When in doubt, start with joint MLP (smaller default network, low setup cost) and compare against independent with XGB defaults as a baseline. The v2 quickstart notebook does this comparison side-by-side.


When to add a new target type vs. encode as existing

Situation Choose
Multi-class target with 2 classes only BINARY (multiclass machinery is overkill)
Continuous target bounded to [0, 1] (e.g. probability) REGRESSION — model handles the bound; switching to BINARY loses information
Multi-class target with class imbalance MULTICLASS — top-1 accuracy is the v2 metric; for class-weighted F1, use score_per_target
Several related binary outcomes (engagement signals) TargetGroupSpec(type=MULTILABEL, columns=[...]) — joint families preserve the group bias

"No scalar default" for evaluation

MixedTypeMultiTargetScorer.evaluate() always returns Dict[str, float]. There is no honest macro aggregation across heterogeneous target types (binary AUC of 0.85 and regression RMSE of 12.7 aren't on a common scale).

If you need a single number for HPO or model comparison:

  • Pick a primary target (the one your downstream task cares about most) and use that target's metric as the objective.
  • Compose a weighted aggregate via score_per_target with user-supplied callables:
weights = {"ITEM_clicked": 0.5, "ITEM_revenue": 0.5}
result = scorer.score_per_target(...)  # per-target metrics
score = sum(weights[k] * v for k, v in result.items() if k in weights)

This is intentional — baking a "primary metric" default into the scorer would mask a per-use-case choice that belongs in the caller's hands.


Real-time-label conditioning (v3, available)

For scenarios where the caller has observed the ground truth for some targets at inference and wants those values to condition predictions for the rest, use a conditional estimator:

  • ConditionalJointMultiTargetMLPEstimator
  • ConditionalJointMultiTargetTransformerEstimator

Both implement the runtime-checkable ConditionalMultiTargetEstimator Protocol subclass.
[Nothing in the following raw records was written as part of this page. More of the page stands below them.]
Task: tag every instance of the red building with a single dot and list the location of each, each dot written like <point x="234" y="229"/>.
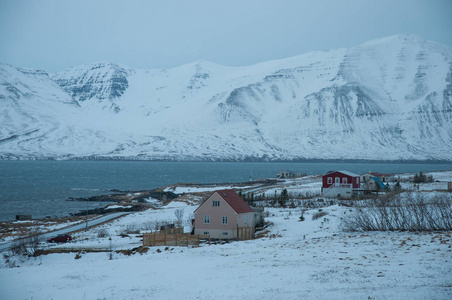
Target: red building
<point x="340" y="184"/>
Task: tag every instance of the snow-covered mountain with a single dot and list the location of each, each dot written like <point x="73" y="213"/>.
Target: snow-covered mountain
<point x="385" y="99"/>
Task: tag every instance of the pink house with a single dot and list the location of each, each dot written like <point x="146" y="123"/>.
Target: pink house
<point x="340" y="184"/>
<point x="222" y="214"/>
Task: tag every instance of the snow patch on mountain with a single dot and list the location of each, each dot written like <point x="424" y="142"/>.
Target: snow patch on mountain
<point x="385" y="99"/>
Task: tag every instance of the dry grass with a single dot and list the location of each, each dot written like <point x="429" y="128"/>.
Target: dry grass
<point x="24" y="228"/>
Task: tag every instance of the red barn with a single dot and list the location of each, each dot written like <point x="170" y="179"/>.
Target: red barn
<point x="340" y="184"/>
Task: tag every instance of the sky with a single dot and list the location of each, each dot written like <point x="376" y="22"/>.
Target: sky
<point x="55" y="35"/>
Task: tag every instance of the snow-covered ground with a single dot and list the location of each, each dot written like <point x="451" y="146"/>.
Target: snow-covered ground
<point x="313" y="259"/>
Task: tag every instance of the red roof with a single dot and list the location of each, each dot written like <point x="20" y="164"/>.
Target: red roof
<point x="379" y="174"/>
<point x="234" y="201"/>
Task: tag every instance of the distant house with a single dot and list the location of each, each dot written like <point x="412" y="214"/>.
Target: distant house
<point x="224" y="215"/>
<point x="373" y="181"/>
<point x="340" y="184"/>
<point x="289" y="174"/>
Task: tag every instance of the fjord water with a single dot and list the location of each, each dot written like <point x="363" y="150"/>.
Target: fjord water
<point x="41" y="188"/>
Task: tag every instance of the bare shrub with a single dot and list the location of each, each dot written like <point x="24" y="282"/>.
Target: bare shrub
<point x="132" y="229"/>
<point x="319" y="214"/>
<point x="414" y="213"/>
<point x="101" y="233"/>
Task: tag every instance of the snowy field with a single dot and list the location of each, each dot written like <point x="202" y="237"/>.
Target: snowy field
<point x="313" y="259"/>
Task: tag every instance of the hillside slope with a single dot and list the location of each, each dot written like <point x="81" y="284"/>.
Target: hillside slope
<point x="385" y="99"/>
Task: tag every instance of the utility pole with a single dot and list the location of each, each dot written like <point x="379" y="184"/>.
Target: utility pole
<point x="86" y="216"/>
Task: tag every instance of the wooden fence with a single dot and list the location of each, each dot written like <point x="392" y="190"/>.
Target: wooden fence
<point x="177" y="239"/>
<point x="245" y="233"/>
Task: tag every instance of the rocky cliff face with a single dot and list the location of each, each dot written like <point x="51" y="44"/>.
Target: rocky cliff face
<point x="385" y="99"/>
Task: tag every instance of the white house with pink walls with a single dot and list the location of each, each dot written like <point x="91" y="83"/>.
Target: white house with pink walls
<point x="221" y="214"/>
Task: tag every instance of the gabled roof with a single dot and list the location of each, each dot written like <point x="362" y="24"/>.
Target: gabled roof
<point x="344" y="172"/>
<point x="234" y="201"/>
<point x="379" y="174"/>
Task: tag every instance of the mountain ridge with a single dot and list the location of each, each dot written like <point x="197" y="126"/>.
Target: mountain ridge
<point x="386" y="99"/>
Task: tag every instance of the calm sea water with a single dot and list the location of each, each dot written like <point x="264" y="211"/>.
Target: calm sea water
<point x="40" y="188"/>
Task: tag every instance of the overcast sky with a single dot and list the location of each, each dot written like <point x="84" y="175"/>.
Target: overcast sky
<point x="54" y="35"/>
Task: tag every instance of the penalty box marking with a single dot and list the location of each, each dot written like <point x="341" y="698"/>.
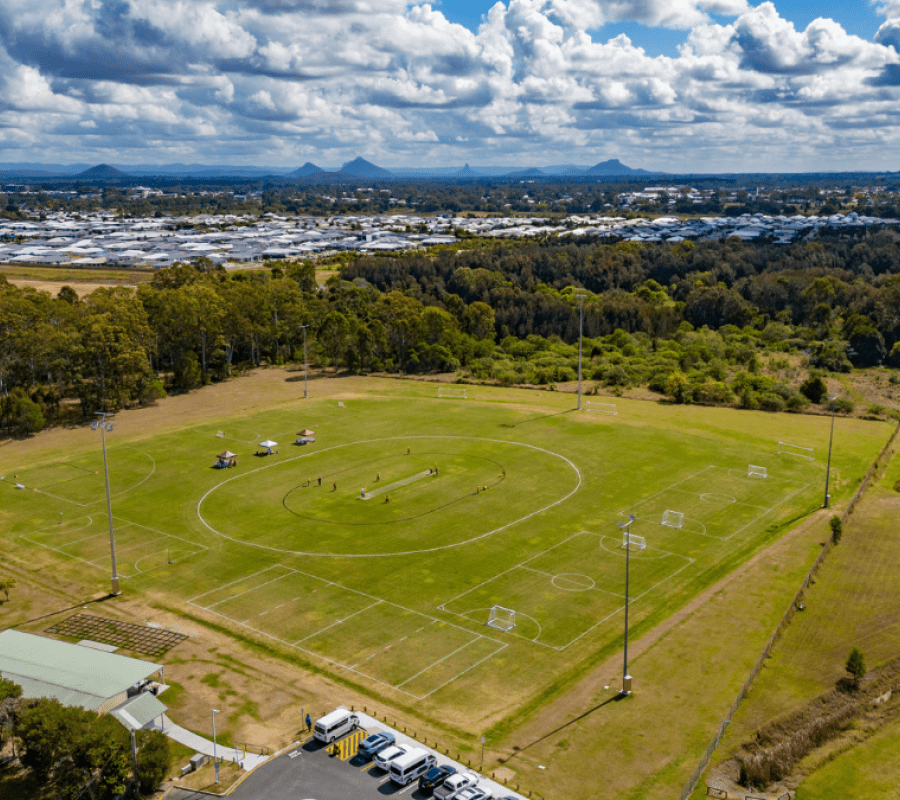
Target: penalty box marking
<point x="288" y="571"/>
<point x="674" y="487"/>
<point x="195" y="548"/>
<point x="521" y="565"/>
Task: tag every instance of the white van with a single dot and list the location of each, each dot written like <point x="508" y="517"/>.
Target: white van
<point x="410" y="766"/>
<point x="335" y="725"/>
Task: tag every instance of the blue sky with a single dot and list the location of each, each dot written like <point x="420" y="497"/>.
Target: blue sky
<point x="673" y="85"/>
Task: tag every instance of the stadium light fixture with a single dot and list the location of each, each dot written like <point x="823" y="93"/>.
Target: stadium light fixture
<point x="830" y="440"/>
<point x="103" y="426"/>
<point x="626" y="678"/>
<point x="215" y="754"/>
<point x="580" y="334"/>
<point x="305" y="364"/>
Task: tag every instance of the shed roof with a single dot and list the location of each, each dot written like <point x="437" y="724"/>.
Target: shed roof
<point x="135" y="713"/>
<point x="76" y="676"/>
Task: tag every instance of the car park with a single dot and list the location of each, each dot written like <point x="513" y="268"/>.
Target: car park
<point x="473" y="793"/>
<point x="435" y="777"/>
<point x="406" y="768"/>
<point x="375" y="743"/>
<point x="451" y="787"/>
<point x="335" y="725"/>
<point x="386" y="756"/>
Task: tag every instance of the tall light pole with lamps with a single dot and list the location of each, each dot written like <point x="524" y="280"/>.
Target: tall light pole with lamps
<point x="626" y="526"/>
<point x="103" y="426"/>
<point x="580" y="334"/>
<point x="215" y="754"/>
<point x="305" y="364"/>
<point x="830" y="440"/>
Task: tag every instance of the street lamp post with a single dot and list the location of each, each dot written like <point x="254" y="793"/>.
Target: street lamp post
<point x="626" y="526"/>
<point x="305" y="364"/>
<point x="830" y="440"/>
<point x="105" y="426"/>
<point x="215" y="754"/>
<point x="580" y="334"/>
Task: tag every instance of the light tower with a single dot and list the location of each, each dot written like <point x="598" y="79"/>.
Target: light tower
<point x="103" y="426"/>
<point x="830" y="440"/>
<point x="580" y="334"/>
<point x="626" y="678"/>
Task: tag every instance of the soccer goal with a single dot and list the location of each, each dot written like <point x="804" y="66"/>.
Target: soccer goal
<point x="785" y="449"/>
<point x="503" y="619"/>
<point x="452" y="391"/>
<point x="633" y="542"/>
<point x="673" y="519"/>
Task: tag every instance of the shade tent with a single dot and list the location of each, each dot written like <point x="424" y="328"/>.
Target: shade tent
<point x="306" y="436"/>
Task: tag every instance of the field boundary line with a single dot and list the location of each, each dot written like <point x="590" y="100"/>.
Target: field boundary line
<point x="337" y="621"/>
<point x="378" y="600"/>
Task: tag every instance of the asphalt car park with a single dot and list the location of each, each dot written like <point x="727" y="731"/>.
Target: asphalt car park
<point x="309" y="771"/>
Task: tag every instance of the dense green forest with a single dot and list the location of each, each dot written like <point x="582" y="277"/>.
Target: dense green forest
<point x="712" y="322"/>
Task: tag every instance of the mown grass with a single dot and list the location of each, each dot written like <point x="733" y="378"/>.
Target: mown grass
<point x="622" y="461"/>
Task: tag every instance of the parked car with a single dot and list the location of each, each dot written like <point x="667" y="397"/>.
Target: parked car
<point x="473" y="793"/>
<point x="375" y="743"/>
<point x="435" y="777"/>
<point x="454" y="784"/>
<point x="386" y="756"/>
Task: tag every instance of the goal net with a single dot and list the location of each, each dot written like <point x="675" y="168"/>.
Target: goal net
<point x="673" y="519"/>
<point x="452" y="391"/>
<point x="503" y="619"/>
<point x="795" y="450"/>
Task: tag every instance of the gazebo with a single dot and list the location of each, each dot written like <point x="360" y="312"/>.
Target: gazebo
<point x="306" y="436"/>
<point x="226" y="459"/>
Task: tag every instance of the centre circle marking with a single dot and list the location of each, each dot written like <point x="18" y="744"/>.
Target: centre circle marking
<point x="577" y="582"/>
<point x="715" y="497"/>
<point x="396" y="552"/>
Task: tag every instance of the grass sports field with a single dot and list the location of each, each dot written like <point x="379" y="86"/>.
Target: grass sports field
<point x="430" y="512"/>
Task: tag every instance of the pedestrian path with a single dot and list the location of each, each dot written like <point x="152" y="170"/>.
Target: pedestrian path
<point x="197" y="743"/>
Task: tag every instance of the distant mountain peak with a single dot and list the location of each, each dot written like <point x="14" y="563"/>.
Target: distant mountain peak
<point x="307" y="169"/>
<point x="361" y="168"/>
<point x="102" y="171"/>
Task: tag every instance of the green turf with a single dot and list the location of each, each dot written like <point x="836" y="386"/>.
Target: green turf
<point x="393" y="590"/>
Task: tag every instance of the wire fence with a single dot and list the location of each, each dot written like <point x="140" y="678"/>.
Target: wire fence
<point x="694" y="779"/>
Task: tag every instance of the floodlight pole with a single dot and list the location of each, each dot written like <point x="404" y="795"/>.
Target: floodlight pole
<point x="830" y="440"/>
<point x="104" y="427"/>
<point x="215" y="755"/>
<point x="305" y="364"/>
<point x="626" y="678"/>
<point x="580" y="334"/>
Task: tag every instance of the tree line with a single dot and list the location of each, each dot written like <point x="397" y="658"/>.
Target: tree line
<point x="699" y="322"/>
<point x="80" y="754"/>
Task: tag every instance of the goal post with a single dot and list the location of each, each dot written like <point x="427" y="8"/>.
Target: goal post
<point x="673" y="519"/>
<point x="633" y="542"/>
<point x="503" y="619"/>
<point x="785" y="449"/>
<point x="452" y="391"/>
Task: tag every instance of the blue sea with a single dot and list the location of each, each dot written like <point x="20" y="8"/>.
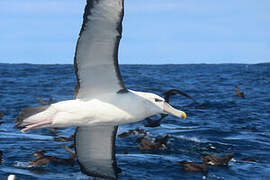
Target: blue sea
<point x="224" y="124"/>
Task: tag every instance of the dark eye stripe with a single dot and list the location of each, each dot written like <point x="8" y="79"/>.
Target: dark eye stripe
<point x="157" y="100"/>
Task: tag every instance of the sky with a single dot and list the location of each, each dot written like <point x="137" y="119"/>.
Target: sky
<point x="154" y="31"/>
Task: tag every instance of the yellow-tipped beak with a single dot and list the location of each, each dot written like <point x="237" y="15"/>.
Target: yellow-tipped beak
<point x="174" y="112"/>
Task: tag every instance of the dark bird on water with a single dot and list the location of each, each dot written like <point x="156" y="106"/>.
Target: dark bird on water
<point x="42" y="160"/>
<point x="194" y="167"/>
<point x="102" y="101"/>
<point x="214" y="160"/>
<point x="149" y="144"/>
<point x="238" y="92"/>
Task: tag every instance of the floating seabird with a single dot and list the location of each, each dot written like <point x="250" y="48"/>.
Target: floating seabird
<point x="102" y="102"/>
<point x="214" y="160"/>
<point x="194" y="166"/>
<point x="238" y="92"/>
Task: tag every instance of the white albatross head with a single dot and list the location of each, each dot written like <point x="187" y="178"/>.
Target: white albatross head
<point x="158" y="105"/>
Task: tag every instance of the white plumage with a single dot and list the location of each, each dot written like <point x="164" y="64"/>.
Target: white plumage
<point x="102" y="101"/>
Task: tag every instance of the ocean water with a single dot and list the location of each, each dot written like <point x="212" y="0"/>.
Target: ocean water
<point x="226" y="124"/>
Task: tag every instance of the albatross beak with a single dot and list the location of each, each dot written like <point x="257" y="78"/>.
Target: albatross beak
<point x="174" y="112"/>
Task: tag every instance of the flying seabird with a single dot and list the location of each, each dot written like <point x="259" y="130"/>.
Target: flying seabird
<point x="102" y="102"/>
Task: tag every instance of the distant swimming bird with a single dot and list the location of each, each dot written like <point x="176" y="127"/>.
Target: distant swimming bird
<point x="64" y="139"/>
<point x="194" y="167"/>
<point x="214" y="160"/>
<point x="1" y="114"/>
<point x="11" y="177"/>
<point x="149" y="144"/>
<point x="41" y="159"/>
<point x="173" y="92"/>
<point x="238" y="92"/>
<point x="102" y="100"/>
<point x="1" y="156"/>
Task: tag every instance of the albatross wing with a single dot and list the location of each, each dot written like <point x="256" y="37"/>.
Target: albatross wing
<point x="96" y="57"/>
<point x="95" y="151"/>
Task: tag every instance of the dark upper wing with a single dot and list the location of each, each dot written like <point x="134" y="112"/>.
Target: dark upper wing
<point x="95" y="151"/>
<point x="96" y="57"/>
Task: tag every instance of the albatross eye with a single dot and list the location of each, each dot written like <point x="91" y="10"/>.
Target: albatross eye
<point x="158" y="100"/>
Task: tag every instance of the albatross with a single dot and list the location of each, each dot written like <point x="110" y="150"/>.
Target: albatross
<point x="102" y="102"/>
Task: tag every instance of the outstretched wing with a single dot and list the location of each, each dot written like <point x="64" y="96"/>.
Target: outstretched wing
<point x="96" y="57"/>
<point x="95" y="151"/>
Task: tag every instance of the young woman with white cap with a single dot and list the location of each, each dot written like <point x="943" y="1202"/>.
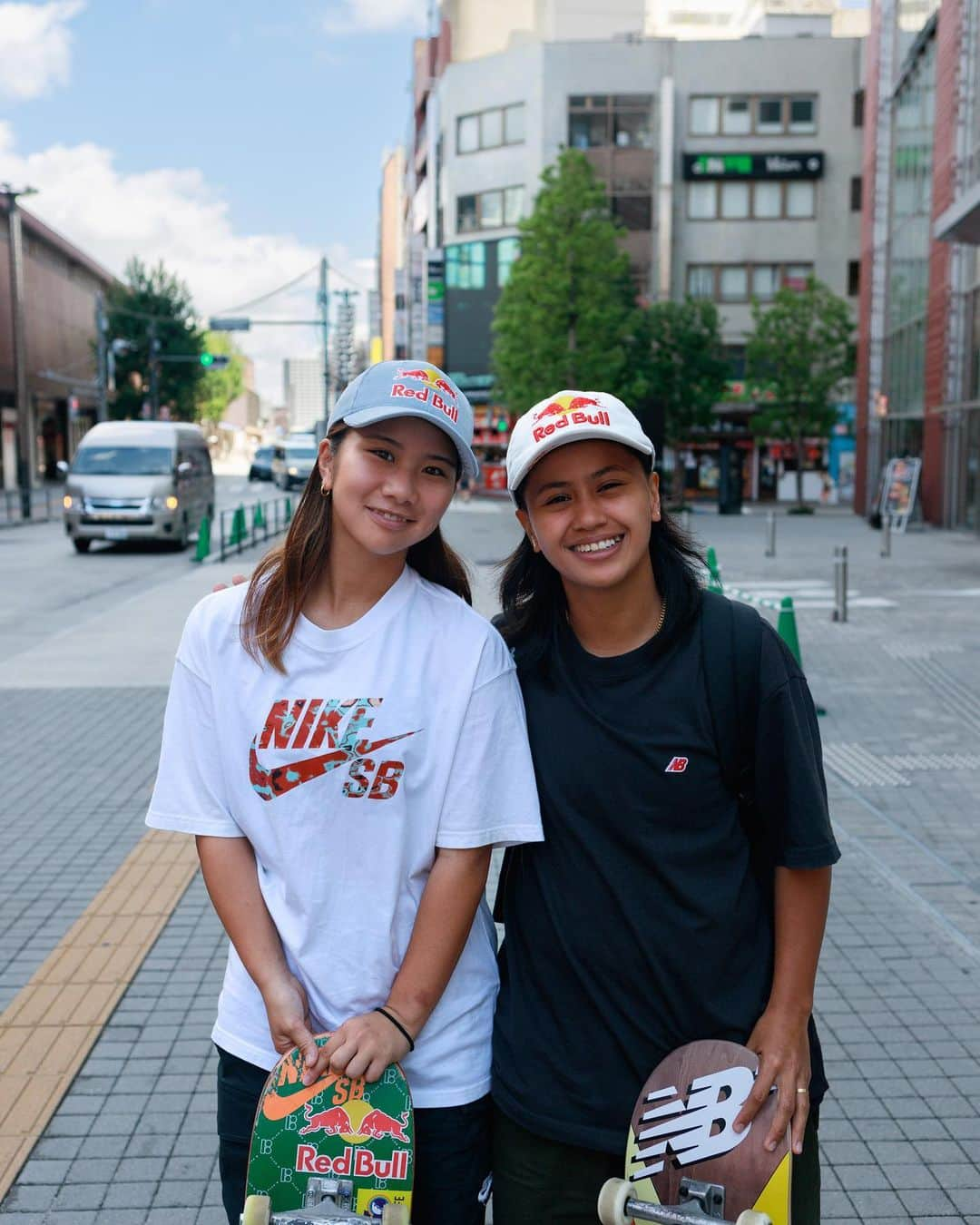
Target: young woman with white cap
<point x="651" y="916"/>
<point x="332" y="739"/>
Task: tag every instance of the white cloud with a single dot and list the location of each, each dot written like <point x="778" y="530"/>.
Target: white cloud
<point x="35" y="46"/>
<point x="173" y="214"/>
<point x="358" y="16"/>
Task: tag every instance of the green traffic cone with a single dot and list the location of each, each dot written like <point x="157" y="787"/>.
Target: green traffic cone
<point x="786" y="627"/>
<point x="714" y="573"/>
<point x="203" y="539"/>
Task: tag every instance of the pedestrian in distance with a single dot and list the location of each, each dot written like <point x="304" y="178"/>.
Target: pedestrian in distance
<point x="681" y="889"/>
<point x="332" y="739"/>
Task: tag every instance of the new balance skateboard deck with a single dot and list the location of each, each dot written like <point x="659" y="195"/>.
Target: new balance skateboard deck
<point x="339" y="1149"/>
<point x="683" y="1161"/>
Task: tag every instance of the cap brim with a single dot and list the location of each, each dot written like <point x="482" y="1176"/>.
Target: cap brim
<point x="363" y="416"/>
<point x="582" y="434"/>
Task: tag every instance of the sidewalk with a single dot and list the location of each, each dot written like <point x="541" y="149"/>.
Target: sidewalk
<point x="898" y="997"/>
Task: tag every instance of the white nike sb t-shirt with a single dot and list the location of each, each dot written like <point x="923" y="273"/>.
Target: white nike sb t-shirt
<point x="387" y="739"/>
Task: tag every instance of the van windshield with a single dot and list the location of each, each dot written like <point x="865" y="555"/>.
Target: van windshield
<point x="94" y="461"/>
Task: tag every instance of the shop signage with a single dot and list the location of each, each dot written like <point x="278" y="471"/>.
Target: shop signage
<point x="752" y="165"/>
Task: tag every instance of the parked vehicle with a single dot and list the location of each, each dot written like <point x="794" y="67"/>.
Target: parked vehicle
<point x="139" y="480"/>
<point x="261" y="466"/>
<point x="293" y="459"/>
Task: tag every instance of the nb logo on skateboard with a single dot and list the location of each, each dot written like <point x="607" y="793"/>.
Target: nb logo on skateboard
<point x="683" y="1127"/>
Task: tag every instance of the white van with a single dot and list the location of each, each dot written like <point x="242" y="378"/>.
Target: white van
<point x="139" y="480"/>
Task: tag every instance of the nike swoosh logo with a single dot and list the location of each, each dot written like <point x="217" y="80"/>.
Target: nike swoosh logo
<point x="280" y="779"/>
<point x="276" y="1108"/>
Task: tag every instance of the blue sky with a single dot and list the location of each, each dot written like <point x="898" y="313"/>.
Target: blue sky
<point x="237" y="140"/>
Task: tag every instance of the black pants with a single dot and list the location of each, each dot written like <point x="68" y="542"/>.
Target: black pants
<point x="538" y="1181"/>
<point x="452" y="1149"/>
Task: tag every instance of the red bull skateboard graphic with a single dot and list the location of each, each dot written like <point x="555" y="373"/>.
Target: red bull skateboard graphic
<point x="340" y="1149"/>
<point x="683" y="1161"/>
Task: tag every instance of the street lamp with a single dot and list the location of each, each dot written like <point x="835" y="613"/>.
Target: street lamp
<point x="22" y="403"/>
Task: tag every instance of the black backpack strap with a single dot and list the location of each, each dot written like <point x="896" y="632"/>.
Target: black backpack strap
<point x="730" y="651"/>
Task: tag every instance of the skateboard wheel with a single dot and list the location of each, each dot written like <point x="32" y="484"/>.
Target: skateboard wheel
<point x="612" y="1202"/>
<point x="256" y="1210"/>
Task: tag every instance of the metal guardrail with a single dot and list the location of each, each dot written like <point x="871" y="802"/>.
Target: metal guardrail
<point x="242" y="527"/>
<point x="45" y="505"/>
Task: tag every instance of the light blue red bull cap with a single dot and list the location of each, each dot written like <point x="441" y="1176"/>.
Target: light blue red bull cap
<point x="571" y="416"/>
<point x="409" y="388"/>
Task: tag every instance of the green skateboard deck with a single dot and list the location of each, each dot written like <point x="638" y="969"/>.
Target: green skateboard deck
<point x="338" y="1127"/>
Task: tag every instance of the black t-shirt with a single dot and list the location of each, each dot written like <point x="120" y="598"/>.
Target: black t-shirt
<point x="639" y="924"/>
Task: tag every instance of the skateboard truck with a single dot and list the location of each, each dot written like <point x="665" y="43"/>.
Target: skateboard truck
<point x="326" y="1202"/>
<point x="618" y="1206"/>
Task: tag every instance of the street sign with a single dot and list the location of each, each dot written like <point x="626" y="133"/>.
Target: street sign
<point x="752" y="165"/>
<point x="230" y="325"/>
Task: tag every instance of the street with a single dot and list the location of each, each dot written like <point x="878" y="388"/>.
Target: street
<point x="87" y="651"/>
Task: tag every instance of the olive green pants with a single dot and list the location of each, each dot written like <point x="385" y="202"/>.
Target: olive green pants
<point x="538" y="1181"/>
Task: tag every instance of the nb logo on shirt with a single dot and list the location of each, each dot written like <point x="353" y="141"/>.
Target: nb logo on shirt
<point x="337" y="724"/>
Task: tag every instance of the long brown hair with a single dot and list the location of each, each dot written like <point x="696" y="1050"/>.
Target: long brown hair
<point x="282" y="581"/>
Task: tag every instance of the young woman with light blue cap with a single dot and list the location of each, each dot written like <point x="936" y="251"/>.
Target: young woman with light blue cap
<point x="332" y="739"/>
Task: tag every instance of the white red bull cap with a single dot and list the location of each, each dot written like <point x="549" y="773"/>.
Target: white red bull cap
<point x="571" y="416"/>
<point x="409" y="388"/>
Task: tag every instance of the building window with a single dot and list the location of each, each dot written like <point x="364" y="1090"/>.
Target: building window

The scorer's inference validator delegates to the estimator: vanilla estimators reject OBSERVED_* with a clean error; conditional estimators permit it and validate the multilabel-group "members must mask together per row" rule. Predictions flow through predict_with_observed(X, observed) when OBSERVED_* columns are present; vanilla predict_proba_dict(X) is equivalent to passing an empty observed dict.

capability_matrix()["scorer_supports_observed_conditioning"] is now ("mixed_type_multi_target",).

OBSERVED_* columns are auto-preserved through interactions_schema.apply() via the BaseScorer.preserved_inference_columns() hook even when the client schema doesn't declare them, so recommend_online works out of the box.

Independent + conditional is NOT supported (v3 locked decision #1). Cross-target observed-as-features is structurally different from joint masking; if revisited it lands in v4+. Use the joint families when you need conditioning.

See mixed_type_multi_target_plan_v3.md for the four locked design decisions and the v3 implementation details.